Hunger and malnutrition

Jess One week jam, the next global hunger and malnutrition. That’s the joy of Eat This Podcast; I get to present what interests me, in the hope that it interests you too. It also means I sometimes get to talk to my friends about how they see the big picture around food. Dr Jessica Fanzo, Assistant Professor of Nutrition at Columbia University’s Insitute of Human Nutrition, Special Advisor on Nutrition Policy at the Earth Institute’s Center on Globalization and Sustainable Development, also at Columbia, and much else besides, is one such friend. She was in Rome recently for a preparatory meeting for a big UN conference on nutrition next year, so I took the opportunity to catch up, and to ask some very basic questions about global hunger.

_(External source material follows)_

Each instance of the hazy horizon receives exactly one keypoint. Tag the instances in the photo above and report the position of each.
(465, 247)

I confess, I have very little time for the global talk shops that meet so that, somehow, magically, the poor can eat. And having attended a few, there does seem to be a dearth of people who have studied malnutrition and hunger first hand, and made a difference. Jess Fanzo has been promoting the idea of nutrition-sensitive agriculture as a way to make a difference locally, while recognizing that there can be no simple, global solutions. You have to see what works in one place, and then adapt it to your own circumstances. There are no simple global solutions. The primary point – that governments have some responsibility for ensuring that their citizens at least have the opportunity to be well-nourished – seems often to be lost in the din of governments talking about other things. And interfering busybodies declaring war on hunger don’t seem to have much luck either. I don’t have any solutions.

Notes

  1. Check out Dr Fanzo’s credentials at the Institute of Human Nutrition and the Center for Globalization and Sustainable Development.
  2. She was also the first winner of the Premio Daniel Carasso; there’s a video about that too.
  3. She’s written about her fieldwork and how it informs her global view. (And, as an aside, how come big-shot bloggers don’t care about spam? Come on, people. Your negligence makes life worse for everybody.)
  4. The Integration of Nutrition into Extension and Advisory Services: A Synthesis of Experiences, Lessons, and Recommendations reports on ways to promote nutrition-sensitive agriculture. And the research extends to social media.
  5. The paper I mentioned, from the Potsdam Institute for Climate Impact Research, is Comparative impact of climatic and nonclimatic factors on global terrestrial carbon and water cycles.
  6. Photo of Jess Fanzo in Timor Leste by Nick Appleby.